Exploring the long-term safety of asenapine in adults with schizophrenia in a double-blind, fixed-dose, extension study

Abstract

Purpose: The primary objective of this study was to assess long-term safety with sublingual asenapine 2.5 or 5 mg twice daily (BID) in patients with schizophrenia.

Patients and methods: Actively treated patients on asenapine 2.5 mg BID, asenapine 5 mg BID, or olanzapine 15 mg once daily (QD) who completed a 6-week randomized, double-blind, placebo- and olanzapine-controlled study continued lead-in treatment in this 26-week, multicenter, double-blind, double-dummy, olanzapine-controlled Phase IIIB extension study; placebo patients were assigned to asenapine 2.5 mg BID treatment. Safety analyses were based on the all treated set (patients who received one or more doses of extension trial medication); change from baseline analyses used the acute study baseline. Treatment-emergent adverse events (TEAEs) and changes in laboratory parameters were monitored; weight change for asenapine versus olanzapine was the key secondary objective. Descriptive statistics were used; weight change was analyzed using a mixed-model repeated-measure approach.

Results: Of the 120 patients in the all-treated set, 60% completed treatment (asenapine 2.5 mg BID 66.1% overall, asenapine 5 mg BID 52.4%, olanzapine 15 mg QD 56.3%). The incidence of TEAEs was higher for placebo patients from the lead-in study who switched to asenapine 2.5 mg BID for extension treatment (71.0%) versus patients continuing asenapine 2.5 mg BID (38.7%), asenapine 5 mg BID (38.1%), or olanzapine 15 mg QD (25.0%). The most common TEAE (≥5% in every group) was worsening of schizophrenia. Least squares mean change in body weight from the acute study baseline to week 26 was +0.6 kg for overall asenapine 2.5 mg BID, +0.8 kg for asenapine 5 mg BID, and +1.2 kg for olanzapine 15 mg QD. There were no clinically relevant changes in metabolic parameters; values were generally similar across treatment groups.

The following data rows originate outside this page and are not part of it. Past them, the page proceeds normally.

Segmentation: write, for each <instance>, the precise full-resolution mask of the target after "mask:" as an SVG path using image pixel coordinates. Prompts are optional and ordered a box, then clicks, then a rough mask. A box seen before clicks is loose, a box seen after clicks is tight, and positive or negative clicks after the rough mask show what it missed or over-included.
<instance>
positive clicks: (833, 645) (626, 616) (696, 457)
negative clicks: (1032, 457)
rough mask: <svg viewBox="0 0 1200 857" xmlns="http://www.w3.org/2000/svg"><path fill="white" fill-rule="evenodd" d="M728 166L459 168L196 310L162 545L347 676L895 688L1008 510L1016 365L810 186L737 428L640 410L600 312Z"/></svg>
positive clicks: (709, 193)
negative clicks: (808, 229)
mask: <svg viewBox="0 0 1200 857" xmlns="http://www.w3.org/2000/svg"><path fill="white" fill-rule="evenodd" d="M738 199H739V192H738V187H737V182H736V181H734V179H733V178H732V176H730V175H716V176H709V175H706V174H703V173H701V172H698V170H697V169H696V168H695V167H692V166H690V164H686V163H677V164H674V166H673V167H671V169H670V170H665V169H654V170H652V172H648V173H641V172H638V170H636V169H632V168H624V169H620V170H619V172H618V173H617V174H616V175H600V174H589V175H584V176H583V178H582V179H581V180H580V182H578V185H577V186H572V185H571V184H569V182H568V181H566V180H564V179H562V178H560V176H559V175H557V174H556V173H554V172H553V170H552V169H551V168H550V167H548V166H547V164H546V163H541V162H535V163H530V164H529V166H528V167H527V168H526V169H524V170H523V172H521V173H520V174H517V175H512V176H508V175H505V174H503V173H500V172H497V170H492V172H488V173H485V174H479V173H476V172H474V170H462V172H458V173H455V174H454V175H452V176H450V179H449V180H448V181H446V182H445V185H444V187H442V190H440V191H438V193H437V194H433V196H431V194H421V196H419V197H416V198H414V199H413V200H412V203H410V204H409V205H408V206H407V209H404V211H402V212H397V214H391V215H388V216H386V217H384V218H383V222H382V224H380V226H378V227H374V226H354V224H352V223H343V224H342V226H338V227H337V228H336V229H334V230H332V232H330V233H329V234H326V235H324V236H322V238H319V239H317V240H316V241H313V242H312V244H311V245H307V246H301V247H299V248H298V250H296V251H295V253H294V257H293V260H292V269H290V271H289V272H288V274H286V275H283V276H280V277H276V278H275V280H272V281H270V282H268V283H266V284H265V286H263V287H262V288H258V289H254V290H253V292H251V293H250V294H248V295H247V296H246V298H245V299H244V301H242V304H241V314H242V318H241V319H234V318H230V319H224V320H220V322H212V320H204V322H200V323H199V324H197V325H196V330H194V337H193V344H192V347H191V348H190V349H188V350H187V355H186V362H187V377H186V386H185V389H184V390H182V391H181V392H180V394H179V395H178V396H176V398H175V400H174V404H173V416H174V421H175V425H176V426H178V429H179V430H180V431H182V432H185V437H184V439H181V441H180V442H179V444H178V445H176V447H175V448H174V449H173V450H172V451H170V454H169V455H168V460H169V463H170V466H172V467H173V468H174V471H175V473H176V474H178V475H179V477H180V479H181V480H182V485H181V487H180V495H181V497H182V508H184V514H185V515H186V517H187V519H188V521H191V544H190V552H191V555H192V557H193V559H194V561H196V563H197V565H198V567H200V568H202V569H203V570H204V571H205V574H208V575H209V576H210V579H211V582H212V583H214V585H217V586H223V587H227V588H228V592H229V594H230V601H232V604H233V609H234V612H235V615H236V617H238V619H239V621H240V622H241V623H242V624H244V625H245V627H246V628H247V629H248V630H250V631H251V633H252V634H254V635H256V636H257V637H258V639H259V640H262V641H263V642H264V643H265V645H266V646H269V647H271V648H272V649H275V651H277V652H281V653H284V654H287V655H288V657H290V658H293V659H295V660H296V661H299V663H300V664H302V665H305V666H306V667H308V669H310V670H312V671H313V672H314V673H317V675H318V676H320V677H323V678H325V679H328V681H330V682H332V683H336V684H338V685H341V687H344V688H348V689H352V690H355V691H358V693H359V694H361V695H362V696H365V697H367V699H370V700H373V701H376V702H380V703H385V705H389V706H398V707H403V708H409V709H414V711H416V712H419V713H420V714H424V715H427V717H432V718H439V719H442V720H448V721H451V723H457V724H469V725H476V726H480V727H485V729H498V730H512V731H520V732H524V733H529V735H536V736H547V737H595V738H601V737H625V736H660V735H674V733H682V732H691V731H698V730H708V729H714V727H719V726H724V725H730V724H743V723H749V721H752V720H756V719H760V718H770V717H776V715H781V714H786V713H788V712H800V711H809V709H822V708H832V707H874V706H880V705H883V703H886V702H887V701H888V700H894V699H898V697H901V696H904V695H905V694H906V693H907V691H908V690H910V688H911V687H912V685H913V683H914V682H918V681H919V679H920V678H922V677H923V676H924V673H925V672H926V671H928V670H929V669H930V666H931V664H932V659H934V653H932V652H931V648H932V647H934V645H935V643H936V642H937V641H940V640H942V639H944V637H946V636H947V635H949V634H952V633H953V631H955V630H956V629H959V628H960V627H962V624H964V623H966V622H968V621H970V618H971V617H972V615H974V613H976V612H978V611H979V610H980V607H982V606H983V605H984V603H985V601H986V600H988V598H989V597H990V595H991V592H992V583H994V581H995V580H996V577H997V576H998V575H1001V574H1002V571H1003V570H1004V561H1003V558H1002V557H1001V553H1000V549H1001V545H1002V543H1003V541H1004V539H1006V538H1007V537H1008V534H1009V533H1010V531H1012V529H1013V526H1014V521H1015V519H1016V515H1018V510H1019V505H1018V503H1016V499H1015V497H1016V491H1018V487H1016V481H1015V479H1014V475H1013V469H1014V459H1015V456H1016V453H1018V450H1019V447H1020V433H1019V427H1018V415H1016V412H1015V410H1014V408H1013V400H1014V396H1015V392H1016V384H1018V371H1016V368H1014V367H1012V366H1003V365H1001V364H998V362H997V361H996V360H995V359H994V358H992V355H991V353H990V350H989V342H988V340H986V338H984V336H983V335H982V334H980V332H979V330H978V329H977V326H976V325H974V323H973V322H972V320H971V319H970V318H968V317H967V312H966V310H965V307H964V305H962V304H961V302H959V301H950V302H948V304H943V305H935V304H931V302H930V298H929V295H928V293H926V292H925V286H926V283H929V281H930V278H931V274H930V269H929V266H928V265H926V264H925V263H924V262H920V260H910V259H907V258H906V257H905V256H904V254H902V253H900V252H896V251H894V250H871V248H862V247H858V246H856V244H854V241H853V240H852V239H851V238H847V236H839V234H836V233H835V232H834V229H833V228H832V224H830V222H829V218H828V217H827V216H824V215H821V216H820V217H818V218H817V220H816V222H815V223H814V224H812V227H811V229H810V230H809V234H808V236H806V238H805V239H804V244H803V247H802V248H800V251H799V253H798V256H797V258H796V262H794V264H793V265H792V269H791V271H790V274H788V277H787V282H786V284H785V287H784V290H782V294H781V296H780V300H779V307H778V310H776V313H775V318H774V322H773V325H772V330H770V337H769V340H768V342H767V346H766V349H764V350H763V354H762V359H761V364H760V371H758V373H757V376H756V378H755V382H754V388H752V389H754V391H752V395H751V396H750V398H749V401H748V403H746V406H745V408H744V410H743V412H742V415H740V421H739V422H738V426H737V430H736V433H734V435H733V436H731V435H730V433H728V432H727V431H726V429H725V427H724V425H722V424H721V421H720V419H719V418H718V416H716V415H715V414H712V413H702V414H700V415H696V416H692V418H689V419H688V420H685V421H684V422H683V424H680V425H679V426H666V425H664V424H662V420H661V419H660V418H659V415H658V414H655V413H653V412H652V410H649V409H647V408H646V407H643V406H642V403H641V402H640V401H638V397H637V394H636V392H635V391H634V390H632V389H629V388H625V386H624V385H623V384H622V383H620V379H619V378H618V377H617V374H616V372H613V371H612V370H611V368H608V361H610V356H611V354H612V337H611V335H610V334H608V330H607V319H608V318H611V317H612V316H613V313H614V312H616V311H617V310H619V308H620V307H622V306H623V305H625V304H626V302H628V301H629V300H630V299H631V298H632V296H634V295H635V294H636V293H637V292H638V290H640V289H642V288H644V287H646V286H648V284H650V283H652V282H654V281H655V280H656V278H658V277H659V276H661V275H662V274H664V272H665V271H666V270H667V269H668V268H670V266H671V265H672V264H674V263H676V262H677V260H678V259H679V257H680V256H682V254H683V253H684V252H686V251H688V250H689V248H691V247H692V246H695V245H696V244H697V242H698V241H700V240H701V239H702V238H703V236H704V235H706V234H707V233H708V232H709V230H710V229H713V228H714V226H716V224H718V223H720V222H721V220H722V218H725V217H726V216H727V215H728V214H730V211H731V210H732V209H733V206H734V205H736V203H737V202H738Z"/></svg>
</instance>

Conclusion: Asenapine 2.5 mg BID and 5 mg BID were generally well tolerated in long-term treatment. Weight gain was less for overall asenapine 2.5 mg BID and 5 mg BID than for olanzapine 15 mg QD.

Keywords: asenapine; long-term; olanzapine; safety; schizophrenia; weight.

Figure 1

Trial design. Notes: ^aThe time of the active olanzapine dose (morning or afternoon/evening) was not disclosed in order to preserve blinding. If the active olanzapine dose was taken in the morning, the olanzapine-matched placebo was taken in the afternoon/evening; if the active olanzapine dose was taken in the afternoon/evening, the olanzapine-matched placebo was taken in the morning. The same number of film-coated tablets was taken in the morning and afternoon/evening. Abbreviations: BID, twice daily; EOT, end of treatment; QD, once daily.

Figure 2

Patient disposition and reasons for discontinuation. Note: One subject in the olanzapine 15 mg QD/olanzapine 15 mg QD group did not have a postbaseline PANSS total score measurement and was therefore not included in the FAS. Abbreviations: AE, adverse event; ATS, all treated set; BID, twice daily; FAS, full analysis set; PANSS, Positive and Negative Syndrome Scale; QD, once daily.

Figure 3

LS mean change in weight from acute study baseline to week 26 (MMRM, ATS). Note: Baseline was the last nonmissing assessment before the first dose of acute study medication. Abbreviations: ATS, all treated set; BID, twice daily; LS, least squares; MMRM, mixed-effect model for repeated measures; QD, once daily.